Without calculating the restoration of the value of 51 per cent of Clico Energy, therefore, the amount of money owed to CL Financial, in liquidation, should be US$229.48 million, which is substantially more than the US$14.5 million first payment.
Some clarity on this issue from the Government would be very useful.
Why did TTNGL postpone annual meeting
On January 30, publicly listed TTNGL issued a terse three-paragraph notice, announcing that “due to unforeseen circumstances,” the company’s 10th annual meeting, which was scheduled to be held today at the Hilton Trinidad and Conference Centre, had been postponed.
The notice continued that shareholders would be notified of the rescheduled date in due course by further notice and that TTNGL regretted any inconvenience arising from the postponement.
As I disclosed last week, I purchased a block of TTNGL shares at $2.65 on January 2, 2026, and sold the block at $4.20 on January 22. A profit of close to 59 per cent for about three weeks is more than enough for me.
But as a former TTNGL shareholder, I found the notice to be disturbingly inadequate.
Surely, material disclosures by public companies require them to provide more information to their shareholders than the annual meeting was postponed “due to unforeseen circumstances.”
TTNGL is not alone in the use of the phrase “due to unforeseen circumstances,” to attempt to explain the postponement of an annual meeting.
In a notice signed by its corporate secretary Dr Sati Jagmohan on October 16, 2025, majority State-owned, publicly listed National Flour Mills (NFM) used the same phrase.
And when on June 19, 2025, majority State-owned Point Lisas Industrial Port Development Corporation (Plipdeco) announced the postponement of its annual meeting, the company’s board of directors provided no reason to its shareholders.
What are the circumstances that the directors of TTNGL and NFM the company could not foresee?
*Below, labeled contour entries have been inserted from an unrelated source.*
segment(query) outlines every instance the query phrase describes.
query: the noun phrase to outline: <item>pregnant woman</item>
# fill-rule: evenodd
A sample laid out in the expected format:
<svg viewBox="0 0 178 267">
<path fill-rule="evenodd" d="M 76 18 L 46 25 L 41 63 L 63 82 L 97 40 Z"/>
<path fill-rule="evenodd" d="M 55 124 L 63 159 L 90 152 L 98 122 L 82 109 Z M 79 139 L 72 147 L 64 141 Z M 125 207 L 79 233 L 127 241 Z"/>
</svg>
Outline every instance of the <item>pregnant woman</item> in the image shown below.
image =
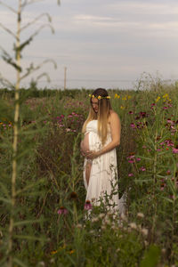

And don’t the shareholders of a company have a right to know more about the circumstances that led to a company postponing its annual meeting than the reason was “unforeseen?”
T&T’s Securities Act defines a material change as, “A change in the business, operations, assets or ownership of an issuer, the disclosure of which would be considered important to a reasonable investor in making an investment decision and includes a decision to implement such a change made by the directors of the issuer or other persons acting in a similar capacity.”
Therefore, any change in a company’s business, operations, assets or ownership that “would be considered important to a reasonable investor in making an investment decision,” is material information that must be disclosed to actual and potential shareholders. And I strongly believe that the materiality of the change must go beyond the company simply stating that the change was unforeseen.
If in the TTNGL case for example, the Trinidad and Tobago Securities and Exchange Commission (TTSEC) had launched an investigation to determine who bought and sold 1,097,027 TTNGL shares on December 3, 2025, 3,538,560 TTNGL shares on December 11 and 1,319,325 shares of the company on January 15, 2026, is that not material information that should be disclosed to the company’s shareholders and its potential shareholders?
If the auditors of TTNGL refused to sign off on the company’s treatment of its impairment issues, given the possibility that there may be further issues with the OFAC licence relating to the development of the Dragon field, would that not be material information?
In the absence of more and better particulars, it is obvious that the TTNGL shareholders are going to speculate about the real reason for the postponement.
And itis not surprising that some of them have chosen to sell their shares in the company, which has resulted in a reversal in February of the 112 per cent share price increase the company reported in January.